Both the teaching elders and ruling elders govern a local church and have equal authority in governance. The teaching elder is always the Moderator of the Session. Every congregation is represented by an equal number of teaching and ruling elders to the Presbytery and General Assembly. A church is classified organized only when there is a teaching elder and at least two ruling elders. Unorganized churches are under the direct care of the Presbytery.

- Deacons
The deacons are members of the local congregation that are elected and ordained to take charge of temporal affairs of the church.

== Statistics ==
The denomination consists of about 300 churches and 10 regional presbyteries.

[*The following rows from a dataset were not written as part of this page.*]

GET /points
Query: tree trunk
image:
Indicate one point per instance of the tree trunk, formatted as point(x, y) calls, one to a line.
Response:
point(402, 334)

| Presbytery |  | Moderator |
|---|---|---|
| 1. | Northern Luzon | Rev. |
| 2. | Central Luzon North | Rev. Jose Pineda, Jr. |
| 3. | Central Luzon | Rev. |
| 4. | National Capital Region Presbytery ― North Metro | Rev. Roberto Fabia |
| 5. | National Capital Region Presbytery ― South Metro | Rev. Edgar Adra |
| 6. | Southern Luzon | Rev. |
| 7. | Visayas | Rev. Manuel Maca |
| 8. | Western Visayas |  |
| 9. | Mindanao | Rev. Valeriano Geloca |
| 10. | Cavite | Rev. Francis Bañaga |

The headquarters of the church is located in Metro Manila. The Presbyterian Church of the Philippines is the largest Presbyterian denomination in the country.

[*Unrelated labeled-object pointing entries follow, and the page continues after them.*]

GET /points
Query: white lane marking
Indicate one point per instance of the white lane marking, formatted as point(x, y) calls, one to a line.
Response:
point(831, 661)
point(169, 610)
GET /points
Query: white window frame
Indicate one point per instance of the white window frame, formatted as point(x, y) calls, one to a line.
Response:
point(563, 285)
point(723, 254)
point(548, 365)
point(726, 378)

According to the 2020 Philippine Census, 20,818 reported being affiliated with the denomination.

== Seminary and theological education ==
The Presbyterian Theological Seminary was established primarily to train future leaders of the Presbyterian Church of the Philippines. The seminary was previously called Presbyterian School of Theology. The seminary opened its doors to leaders of other denominations and other nations. The seminary trains Filipino ministerial candidates as well as foreign students from Myanmar, Kenya, Nigeria, Korea, Bangladesh, Kenya, Gambia, Palestine and Vietnam.

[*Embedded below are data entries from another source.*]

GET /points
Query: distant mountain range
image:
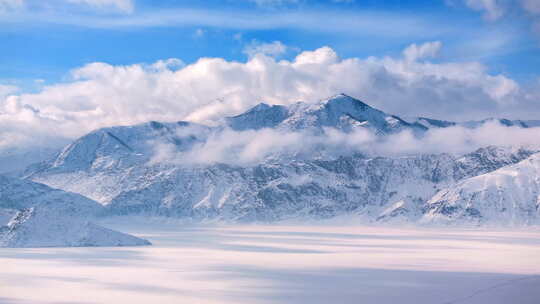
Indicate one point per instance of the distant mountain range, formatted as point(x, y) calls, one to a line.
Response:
point(114, 167)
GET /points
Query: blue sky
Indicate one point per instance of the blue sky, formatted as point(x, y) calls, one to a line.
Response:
point(46, 41)
point(68, 67)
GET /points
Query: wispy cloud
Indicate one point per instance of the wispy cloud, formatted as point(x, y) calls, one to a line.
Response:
point(367, 22)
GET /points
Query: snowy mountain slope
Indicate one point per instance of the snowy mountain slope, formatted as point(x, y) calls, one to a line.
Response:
point(113, 167)
point(35, 215)
point(341, 112)
point(44, 227)
point(277, 190)
point(16, 194)
point(509, 195)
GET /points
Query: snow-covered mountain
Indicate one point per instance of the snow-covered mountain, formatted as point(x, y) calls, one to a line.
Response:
point(35, 215)
point(341, 112)
point(45, 227)
point(509, 195)
point(113, 167)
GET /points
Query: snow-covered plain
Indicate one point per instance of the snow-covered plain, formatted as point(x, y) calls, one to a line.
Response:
point(281, 264)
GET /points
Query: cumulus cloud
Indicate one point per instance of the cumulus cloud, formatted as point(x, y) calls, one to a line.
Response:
point(273, 49)
point(256, 146)
point(427, 50)
point(100, 94)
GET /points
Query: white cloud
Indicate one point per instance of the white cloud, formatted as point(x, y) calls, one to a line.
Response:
point(492, 9)
point(121, 5)
point(273, 49)
point(100, 94)
point(252, 147)
point(6, 90)
point(426, 50)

=== History of the seminary ===
The School of Theology was started in 1983 with ten students. The original name Presbyterian School of Theology, was changed to Presbyterian Theological Seminary (PTS) in 1985. It is located in Dasmariñas, Cavite since 1987. PTS is the official ministerial training school of the Presbyterian Church of the Philippines. While there are regional bible seminaries operated under the denomination, its graduates are required by the church to take additional courses at PTS. This policy has been contested in the General Assembly. To date, every motion to change the policy is defeated by majority votes.

====Name changes====
- 1983 Presbyterian School of Theology
- 1985 Presbyterian Theological Seminary
- 2010 PTS College and Advanced Studies

== International organizations ==
Member of the World Reformed Fellowship and the Philippine Council of Evangelical Churches.

==Practices==
===Theology and worship===
The Presbyterian Church of the Philippines is a confessional church. It is conservative in theology and evangelical in mission. It maintains a high view of the Bible as the infallible, inerrant, and inspired word of God in every part and its entirety. Pastors diligently teach the Reformed faith to new adherents. New members are initiated through membership classes with emphasis on Calvinist doctrines. Biblical teaching and preaching characterizes its pastoral ministry. Hymns and contemporary gospel music are also used during worship.

===Organization===
Leaders are carefully selected based on spiritual maturity and giftedness instead of popularity and social status. Many churches still do not have ordained elders and deacons. However, churches that do not have ruling elders are under the care of the Presbytery through a minister who has been assigned as interim Moderator. More than half of all churches do not have elders. It is required for ministers to obtain a degree in theology as a requirement for ordination.

It practices church discipline. It does not allow ordination of women as a matter of church policy, though some churches have Bible-women who are basically female pastors. Only ordained Ministers are authorized to administer baptism and the Lord's Supper or communion.

===Baptism===
Normally, baptism by sprinkling or pouring is administered to infants of believing parents. In some cases, baptism by dipping or immersion is done. A profession of faith in Christ is required for new members. It receives new members without requiring rebaptism those who previously received trinitarian baptism in other churches, including the Catholic Church. Communion is open to any baptized adults and older children who were confirmed by the Minister through a profession of faith but excludes individuals who are under church censure.

==Challenges==
Despite the phenomenal growth of this denomination, the PCP had a relatively long list of weaknesses. Among the challenges the denomination faces is the lack of connection to other Presbyterian bodies outside the Philippines. Ministers who migrated to other countries are not readily absorbed by local Reformed and Presbyterian bodies due to the absence of the PCP's mutual connections with those denominations, notwithstanding their theological affinity.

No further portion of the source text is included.